Nicht besser als Placebo

Viele Schulter-OPs sind laut neuer Studie überflüssig

Oxford - 21.11.2017, 16:45 Uhr

Auch an der Schulter werden deutlich zu viele Operationen durchgeführt. (Foto: smartmediadesign / adobe.stock.com)

Auch an der Schulter werden deutlich zu viele Operationen durchgeführt. (Foto: smartmediadesign / adobe.stock.com)


Laut einer Placebo-kontrollierten Studie könnten Patienten mit Schulterengesyndrom zukünftig deutlich seltener unters Messer kommen: Die Operation ist offenbar nicht besser als ein Scheineingriff. Doch die neuen Daten wurden mit einer ethisch heiklen Methodik erhoben. 

Wenn es in der Schulter schmerzt, kommen manche Patienten bislang auf den OP-Tisch: Ist der Raum zwischen dem Schultergelenk und dem darüber liegenden Knochenfortsatz am Schulterblatt zu eng, nehmen Ärzte teils einen minimalinvasiven Eingriff vor. Bei dieser Schulterblatt-Erweiterung, auch „Dekompression“ genannt, tragen sie etwas Knochenmaterial oder Gewebe ab.
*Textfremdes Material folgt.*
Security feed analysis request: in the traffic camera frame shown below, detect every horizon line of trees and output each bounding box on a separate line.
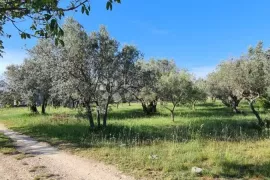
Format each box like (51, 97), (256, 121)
(0, 18), (207, 128)
(0, 18), (270, 128)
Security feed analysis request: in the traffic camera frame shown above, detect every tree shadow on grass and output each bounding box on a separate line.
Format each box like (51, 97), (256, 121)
(220, 162), (270, 179)
(10, 115), (267, 147)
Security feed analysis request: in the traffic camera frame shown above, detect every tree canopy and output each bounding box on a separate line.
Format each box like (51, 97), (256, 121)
(0, 0), (121, 55)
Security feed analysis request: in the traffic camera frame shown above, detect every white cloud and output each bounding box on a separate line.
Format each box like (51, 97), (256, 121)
(0, 49), (27, 75)
(190, 66), (216, 78)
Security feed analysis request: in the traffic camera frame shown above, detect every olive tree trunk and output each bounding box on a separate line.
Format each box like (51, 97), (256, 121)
(85, 102), (95, 128)
(249, 99), (264, 127)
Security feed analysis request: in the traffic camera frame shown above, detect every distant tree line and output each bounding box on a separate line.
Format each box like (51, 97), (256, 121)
(0, 18), (207, 127)
(207, 42), (270, 126)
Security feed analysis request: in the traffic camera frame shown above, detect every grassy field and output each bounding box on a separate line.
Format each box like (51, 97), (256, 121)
(0, 103), (270, 179)
(0, 133), (17, 154)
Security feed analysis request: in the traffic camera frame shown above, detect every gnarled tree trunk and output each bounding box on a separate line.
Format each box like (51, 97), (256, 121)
(30, 104), (38, 113)
(96, 101), (101, 127)
(85, 102), (95, 128)
(249, 99), (264, 127)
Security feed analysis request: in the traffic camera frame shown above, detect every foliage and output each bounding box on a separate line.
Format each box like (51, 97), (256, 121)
(0, 0), (121, 55)
(158, 70), (192, 121)
(0, 101), (270, 179)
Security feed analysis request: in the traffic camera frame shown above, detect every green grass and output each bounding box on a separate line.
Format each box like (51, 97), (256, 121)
(0, 133), (17, 154)
(0, 103), (270, 179)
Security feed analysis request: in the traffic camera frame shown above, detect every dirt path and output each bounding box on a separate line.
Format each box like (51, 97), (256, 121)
(0, 124), (134, 180)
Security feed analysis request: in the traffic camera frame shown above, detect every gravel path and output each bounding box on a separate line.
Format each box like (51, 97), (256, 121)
(0, 124), (134, 180)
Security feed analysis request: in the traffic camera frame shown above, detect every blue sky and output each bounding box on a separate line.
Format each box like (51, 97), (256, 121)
(0, 0), (270, 77)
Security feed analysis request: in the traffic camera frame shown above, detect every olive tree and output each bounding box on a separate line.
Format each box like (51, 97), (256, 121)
(188, 79), (207, 110)
(158, 70), (192, 121)
(207, 60), (243, 113)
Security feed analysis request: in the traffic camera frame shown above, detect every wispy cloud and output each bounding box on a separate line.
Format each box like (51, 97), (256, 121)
(152, 28), (169, 35)
(132, 21), (170, 35)
(0, 49), (27, 75)
(190, 66), (216, 78)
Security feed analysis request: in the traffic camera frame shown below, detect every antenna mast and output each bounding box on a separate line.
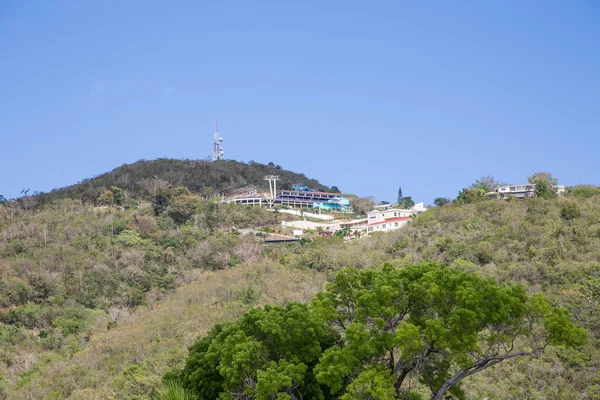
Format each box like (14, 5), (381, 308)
(213, 121), (224, 161)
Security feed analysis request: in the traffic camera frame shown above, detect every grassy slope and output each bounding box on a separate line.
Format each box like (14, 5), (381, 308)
(9, 263), (324, 400)
(4, 189), (600, 399)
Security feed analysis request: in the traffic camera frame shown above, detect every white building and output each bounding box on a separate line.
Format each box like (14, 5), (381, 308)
(488, 183), (565, 200)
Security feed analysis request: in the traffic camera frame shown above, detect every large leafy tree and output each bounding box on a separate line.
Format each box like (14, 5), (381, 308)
(179, 263), (586, 400)
(468, 175), (505, 193)
(527, 172), (557, 199)
(179, 303), (338, 400)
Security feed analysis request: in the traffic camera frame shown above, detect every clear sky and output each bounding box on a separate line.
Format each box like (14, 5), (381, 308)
(0, 0), (600, 203)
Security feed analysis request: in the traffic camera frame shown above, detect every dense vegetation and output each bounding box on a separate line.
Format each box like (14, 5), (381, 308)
(35, 159), (331, 203)
(172, 263), (585, 400)
(0, 160), (600, 400)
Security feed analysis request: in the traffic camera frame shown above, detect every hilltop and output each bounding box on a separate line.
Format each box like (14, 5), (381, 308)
(36, 158), (335, 203)
(0, 167), (600, 400)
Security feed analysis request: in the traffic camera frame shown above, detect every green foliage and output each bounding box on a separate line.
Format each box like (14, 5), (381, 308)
(527, 172), (557, 200)
(153, 380), (193, 400)
(180, 303), (337, 399)
(35, 158), (329, 205)
(433, 197), (452, 207)
(560, 202), (581, 221)
(179, 263), (587, 399)
(469, 175), (504, 193)
(398, 196), (415, 209)
(456, 188), (487, 204)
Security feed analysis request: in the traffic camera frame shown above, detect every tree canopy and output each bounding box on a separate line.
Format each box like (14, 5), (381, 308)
(171, 263), (586, 400)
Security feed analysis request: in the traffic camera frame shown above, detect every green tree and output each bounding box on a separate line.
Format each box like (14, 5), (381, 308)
(348, 196), (375, 215)
(313, 264), (586, 400)
(178, 263), (586, 400)
(96, 189), (115, 207)
(152, 187), (173, 215)
(469, 175), (504, 193)
(433, 197), (452, 207)
(456, 188), (487, 204)
(527, 172), (557, 199)
(560, 203), (581, 221)
(398, 196), (415, 209)
(153, 380), (193, 400)
(569, 185), (600, 197)
(527, 172), (557, 186)
(179, 303), (338, 400)
(109, 186), (125, 206)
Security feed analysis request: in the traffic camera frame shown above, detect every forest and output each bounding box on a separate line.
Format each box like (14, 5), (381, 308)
(0, 160), (600, 399)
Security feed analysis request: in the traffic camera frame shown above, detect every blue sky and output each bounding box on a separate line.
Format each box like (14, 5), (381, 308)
(0, 0), (600, 202)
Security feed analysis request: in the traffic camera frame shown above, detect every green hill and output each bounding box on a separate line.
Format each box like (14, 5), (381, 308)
(37, 158), (338, 203)
(0, 166), (600, 399)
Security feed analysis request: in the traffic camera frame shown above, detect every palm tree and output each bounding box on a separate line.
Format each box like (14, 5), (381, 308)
(154, 380), (192, 400)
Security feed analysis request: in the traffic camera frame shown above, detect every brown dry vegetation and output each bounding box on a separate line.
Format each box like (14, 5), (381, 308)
(9, 262), (324, 400)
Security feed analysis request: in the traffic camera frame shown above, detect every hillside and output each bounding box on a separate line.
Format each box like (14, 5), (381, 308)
(37, 158), (331, 203)
(0, 170), (600, 400)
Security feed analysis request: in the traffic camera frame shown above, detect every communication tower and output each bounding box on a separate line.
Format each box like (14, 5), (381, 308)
(265, 175), (279, 199)
(213, 122), (224, 161)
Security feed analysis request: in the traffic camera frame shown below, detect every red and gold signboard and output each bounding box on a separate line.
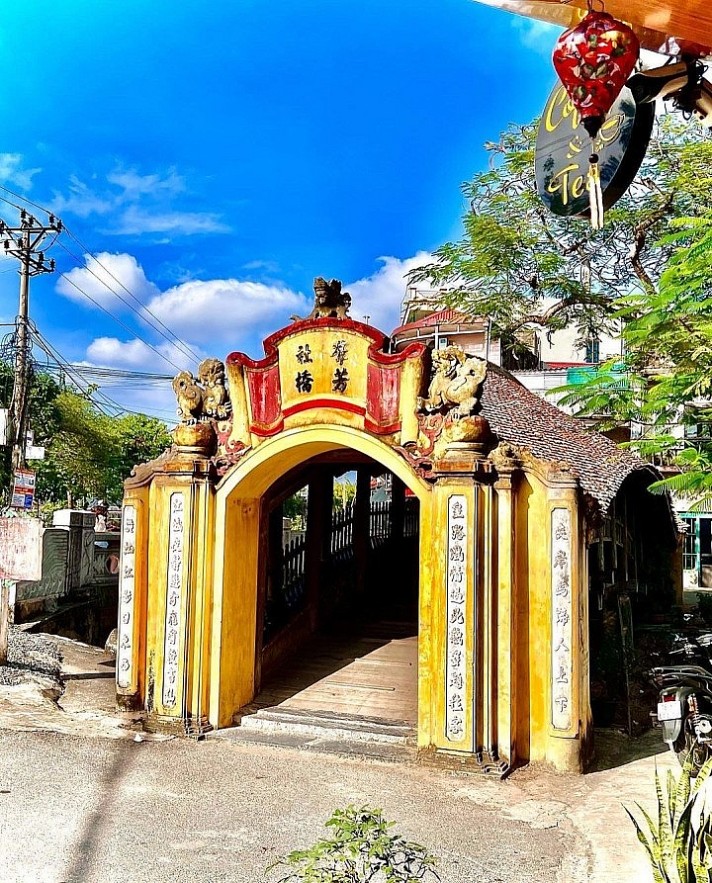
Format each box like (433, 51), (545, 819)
(226, 318), (425, 443)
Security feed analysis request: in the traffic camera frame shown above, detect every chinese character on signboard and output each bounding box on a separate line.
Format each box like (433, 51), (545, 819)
(12, 470), (35, 509)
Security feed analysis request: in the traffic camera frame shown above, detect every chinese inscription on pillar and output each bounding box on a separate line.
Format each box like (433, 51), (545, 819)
(445, 494), (470, 742)
(163, 493), (185, 708)
(331, 340), (349, 392)
(116, 506), (136, 687)
(551, 509), (573, 730)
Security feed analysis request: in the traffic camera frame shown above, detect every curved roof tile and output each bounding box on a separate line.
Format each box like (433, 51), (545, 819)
(480, 362), (660, 512)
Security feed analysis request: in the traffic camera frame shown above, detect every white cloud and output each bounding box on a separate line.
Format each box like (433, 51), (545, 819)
(112, 205), (230, 236)
(0, 153), (42, 190)
(512, 15), (561, 58)
(87, 337), (171, 373)
(80, 252), (431, 419)
(50, 175), (114, 218)
(49, 167), (230, 236)
(106, 169), (185, 201)
(148, 279), (311, 348)
(344, 251), (432, 333)
(57, 251), (158, 312)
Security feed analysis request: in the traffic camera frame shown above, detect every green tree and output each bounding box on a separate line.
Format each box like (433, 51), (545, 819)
(410, 114), (712, 364)
(0, 364), (171, 506)
(564, 210), (712, 503)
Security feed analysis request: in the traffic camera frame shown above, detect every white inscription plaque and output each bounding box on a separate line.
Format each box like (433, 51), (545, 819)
(445, 494), (471, 742)
(551, 509), (573, 730)
(116, 506), (136, 687)
(163, 493), (185, 708)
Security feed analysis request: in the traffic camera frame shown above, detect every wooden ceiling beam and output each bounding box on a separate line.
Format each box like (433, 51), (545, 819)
(475, 0), (712, 56)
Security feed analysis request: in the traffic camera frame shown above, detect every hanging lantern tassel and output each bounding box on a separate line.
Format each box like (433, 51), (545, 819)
(552, 7), (640, 230)
(588, 153), (603, 230)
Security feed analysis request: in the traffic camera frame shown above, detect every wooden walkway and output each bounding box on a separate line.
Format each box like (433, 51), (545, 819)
(249, 622), (418, 726)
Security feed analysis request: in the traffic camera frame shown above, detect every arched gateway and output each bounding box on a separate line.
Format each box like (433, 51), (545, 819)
(117, 280), (680, 771)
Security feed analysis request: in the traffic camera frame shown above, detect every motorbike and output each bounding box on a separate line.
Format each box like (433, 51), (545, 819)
(651, 665), (712, 773)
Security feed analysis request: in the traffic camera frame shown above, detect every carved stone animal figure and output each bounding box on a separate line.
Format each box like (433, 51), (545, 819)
(198, 359), (232, 420)
(418, 346), (487, 420)
(292, 276), (351, 321)
(173, 371), (203, 423)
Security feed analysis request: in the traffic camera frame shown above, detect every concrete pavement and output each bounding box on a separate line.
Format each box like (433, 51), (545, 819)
(0, 645), (674, 883)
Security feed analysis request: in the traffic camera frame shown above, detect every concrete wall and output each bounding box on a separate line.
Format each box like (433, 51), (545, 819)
(15, 509), (119, 622)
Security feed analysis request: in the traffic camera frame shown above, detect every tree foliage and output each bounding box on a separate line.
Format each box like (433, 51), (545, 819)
(411, 114), (712, 356)
(411, 114), (712, 498)
(268, 806), (440, 883)
(564, 209), (712, 504)
(0, 365), (171, 506)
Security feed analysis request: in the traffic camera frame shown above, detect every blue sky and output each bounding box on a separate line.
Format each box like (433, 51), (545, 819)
(0, 0), (556, 417)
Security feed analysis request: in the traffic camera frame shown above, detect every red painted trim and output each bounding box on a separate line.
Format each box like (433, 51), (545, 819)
(284, 398), (366, 417)
(363, 417), (401, 435)
(250, 417), (284, 438)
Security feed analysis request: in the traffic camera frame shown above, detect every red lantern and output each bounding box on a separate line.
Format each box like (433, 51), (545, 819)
(553, 6), (640, 229)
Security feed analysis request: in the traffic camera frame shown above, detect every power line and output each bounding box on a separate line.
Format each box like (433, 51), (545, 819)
(59, 273), (181, 371)
(60, 227), (200, 362)
(0, 184), (200, 370)
(33, 328), (176, 419)
(59, 242), (200, 361)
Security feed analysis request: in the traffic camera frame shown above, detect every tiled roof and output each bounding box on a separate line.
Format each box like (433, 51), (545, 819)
(480, 362), (659, 512)
(391, 309), (482, 337)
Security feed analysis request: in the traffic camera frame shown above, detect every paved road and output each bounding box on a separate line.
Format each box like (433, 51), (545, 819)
(0, 731), (587, 883)
(0, 642), (675, 883)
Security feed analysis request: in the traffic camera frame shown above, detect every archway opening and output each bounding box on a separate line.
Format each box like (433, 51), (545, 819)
(241, 448), (420, 730)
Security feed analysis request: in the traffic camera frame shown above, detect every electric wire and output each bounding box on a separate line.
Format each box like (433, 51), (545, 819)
(63, 226), (200, 362)
(31, 328), (175, 420)
(59, 237), (200, 361)
(0, 184), (200, 370)
(59, 273), (181, 371)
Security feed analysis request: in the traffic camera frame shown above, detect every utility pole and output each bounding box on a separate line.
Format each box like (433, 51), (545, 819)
(0, 209), (62, 480)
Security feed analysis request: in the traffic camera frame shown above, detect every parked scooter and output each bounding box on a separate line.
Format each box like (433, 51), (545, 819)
(651, 665), (712, 772)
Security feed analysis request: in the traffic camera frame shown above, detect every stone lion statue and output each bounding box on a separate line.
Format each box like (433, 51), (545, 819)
(198, 359), (232, 420)
(418, 346), (487, 420)
(173, 359), (232, 423)
(292, 276), (351, 320)
(173, 371), (203, 423)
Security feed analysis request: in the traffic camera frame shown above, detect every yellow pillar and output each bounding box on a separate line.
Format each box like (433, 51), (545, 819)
(116, 486), (149, 709)
(494, 466), (518, 766)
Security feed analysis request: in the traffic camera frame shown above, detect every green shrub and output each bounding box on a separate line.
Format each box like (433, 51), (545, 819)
(625, 758), (712, 883)
(697, 592), (712, 625)
(267, 805), (440, 883)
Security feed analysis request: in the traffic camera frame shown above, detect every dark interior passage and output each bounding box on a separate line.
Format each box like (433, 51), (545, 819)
(246, 451), (420, 723)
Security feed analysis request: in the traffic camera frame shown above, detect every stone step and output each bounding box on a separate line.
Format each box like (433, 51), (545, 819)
(236, 707), (415, 744)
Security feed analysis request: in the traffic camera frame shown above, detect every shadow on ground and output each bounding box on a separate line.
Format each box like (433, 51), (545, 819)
(587, 729), (668, 773)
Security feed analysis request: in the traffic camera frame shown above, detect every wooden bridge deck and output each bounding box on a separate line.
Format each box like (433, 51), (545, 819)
(250, 622), (418, 726)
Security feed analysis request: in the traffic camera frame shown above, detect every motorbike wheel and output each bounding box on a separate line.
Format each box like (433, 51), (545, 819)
(673, 718), (710, 776)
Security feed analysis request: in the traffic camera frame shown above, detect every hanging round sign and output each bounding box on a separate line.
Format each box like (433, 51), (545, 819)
(535, 84), (655, 218)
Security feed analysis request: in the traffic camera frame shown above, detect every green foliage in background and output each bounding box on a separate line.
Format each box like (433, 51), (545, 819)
(625, 758), (712, 883)
(0, 365), (171, 511)
(563, 211), (712, 509)
(410, 114), (712, 367)
(268, 805), (440, 883)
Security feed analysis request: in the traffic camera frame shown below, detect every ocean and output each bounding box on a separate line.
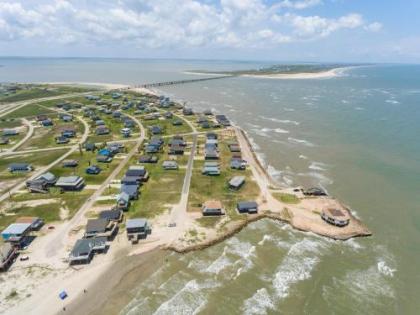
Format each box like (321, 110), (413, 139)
(0, 58), (420, 314)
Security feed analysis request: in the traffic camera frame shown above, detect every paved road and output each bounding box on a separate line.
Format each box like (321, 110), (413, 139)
(169, 115), (200, 227)
(45, 114), (146, 257)
(0, 118), (34, 157)
(0, 108), (89, 202)
(0, 91), (95, 117)
(0, 145), (73, 156)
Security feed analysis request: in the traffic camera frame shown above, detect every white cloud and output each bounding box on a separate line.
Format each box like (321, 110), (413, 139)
(278, 0), (323, 10)
(285, 13), (364, 40)
(364, 22), (383, 33)
(0, 0), (382, 48)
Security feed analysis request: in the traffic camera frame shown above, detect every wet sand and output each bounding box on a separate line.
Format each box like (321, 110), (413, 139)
(65, 249), (170, 315)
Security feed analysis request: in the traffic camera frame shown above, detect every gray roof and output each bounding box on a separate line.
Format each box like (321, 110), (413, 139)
(86, 219), (109, 233)
(37, 172), (55, 181)
(99, 210), (121, 220)
(162, 161), (178, 167)
(0, 243), (13, 263)
(237, 201), (258, 210)
(56, 176), (83, 186)
(229, 176), (245, 187)
(70, 238), (93, 257)
(117, 191), (130, 202)
(125, 218), (147, 229)
(1, 223), (31, 235)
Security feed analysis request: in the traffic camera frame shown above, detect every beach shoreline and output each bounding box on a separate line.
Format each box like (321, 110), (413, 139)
(183, 66), (354, 80)
(0, 82), (371, 315)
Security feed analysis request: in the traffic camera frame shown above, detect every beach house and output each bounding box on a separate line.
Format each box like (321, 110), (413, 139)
(162, 161), (178, 170)
(1, 223), (31, 245)
(228, 176), (245, 190)
(55, 176), (85, 191)
(321, 208), (350, 227)
(99, 209), (124, 223)
(0, 243), (18, 271)
(84, 219), (118, 240)
(7, 163), (33, 173)
(85, 165), (102, 175)
(236, 201), (258, 213)
(202, 200), (225, 216)
(69, 237), (108, 265)
(126, 218), (152, 242)
(116, 192), (130, 211)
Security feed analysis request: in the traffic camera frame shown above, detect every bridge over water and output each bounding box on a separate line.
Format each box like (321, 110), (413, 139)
(131, 75), (234, 89)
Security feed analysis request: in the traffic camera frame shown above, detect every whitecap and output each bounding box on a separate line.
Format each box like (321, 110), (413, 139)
(287, 137), (315, 147)
(274, 128), (289, 133)
(272, 238), (328, 298)
(242, 288), (274, 315)
(308, 161), (328, 171)
(377, 260), (397, 277)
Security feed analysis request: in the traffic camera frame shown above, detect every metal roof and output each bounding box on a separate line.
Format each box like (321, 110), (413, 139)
(237, 201), (258, 210)
(56, 176), (83, 186)
(229, 176), (245, 187)
(125, 218), (147, 229)
(1, 223), (31, 235)
(86, 219), (109, 233)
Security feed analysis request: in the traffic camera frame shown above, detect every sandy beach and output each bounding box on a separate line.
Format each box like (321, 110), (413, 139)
(241, 68), (345, 80)
(183, 67), (351, 80)
(0, 82), (370, 314)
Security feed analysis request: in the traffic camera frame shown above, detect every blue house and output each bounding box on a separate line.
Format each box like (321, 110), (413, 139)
(61, 128), (76, 138)
(86, 165), (102, 175)
(8, 163), (33, 173)
(121, 184), (139, 199)
(1, 223), (31, 243)
(41, 118), (54, 127)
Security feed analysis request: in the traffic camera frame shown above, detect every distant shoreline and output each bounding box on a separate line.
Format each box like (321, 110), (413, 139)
(182, 66), (354, 80)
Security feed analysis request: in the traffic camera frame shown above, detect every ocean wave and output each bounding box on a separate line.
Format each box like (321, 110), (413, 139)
(258, 115), (300, 126)
(376, 259), (397, 277)
(322, 265), (395, 314)
(385, 99), (400, 104)
(242, 288), (274, 315)
(287, 137), (315, 147)
(308, 161), (329, 171)
(272, 238), (328, 298)
(205, 247), (232, 274)
(153, 279), (220, 315)
(267, 164), (294, 186)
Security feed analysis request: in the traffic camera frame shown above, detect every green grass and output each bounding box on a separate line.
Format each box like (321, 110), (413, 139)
(0, 149), (67, 180)
(196, 217), (222, 228)
(0, 85), (87, 103)
(0, 203), (60, 230)
(4, 104), (55, 119)
(128, 163), (185, 218)
(273, 193), (300, 204)
(141, 117), (192, 135)
(188, 136), (260, 225)
(0, 118), (22, 129)
(50, 144), (130, 185)
(19, 117), (84, 150)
So wollen sie Raum schaffen und den Druck, beispielsweise auf Sehnen, nehmen, um Schmerzen zu lindern. Doch wie britische Wissenschaftler nun im Fachmagazin „Lancet“ schreiben, könnte womöglich auf viele der Eingriffe verzichtet werden. 

Für ihre Studie untersuchten sie, ob die Operation zu einer stärkeren Schmerzminderung führt als ein Scheineingriff. Denn es ist schon lange bekannt, dass nicht nur bei Arzneimitteln die Erwartung des Patienten auf eine Verbesserung hilfreich ist: Auch wenn ein Patient zwar unters Messer kommt, aber der eigentliche Eingriff nicht durchgeführt wird, bewirkt der Placebo-Effekt oft Erstaunliches. 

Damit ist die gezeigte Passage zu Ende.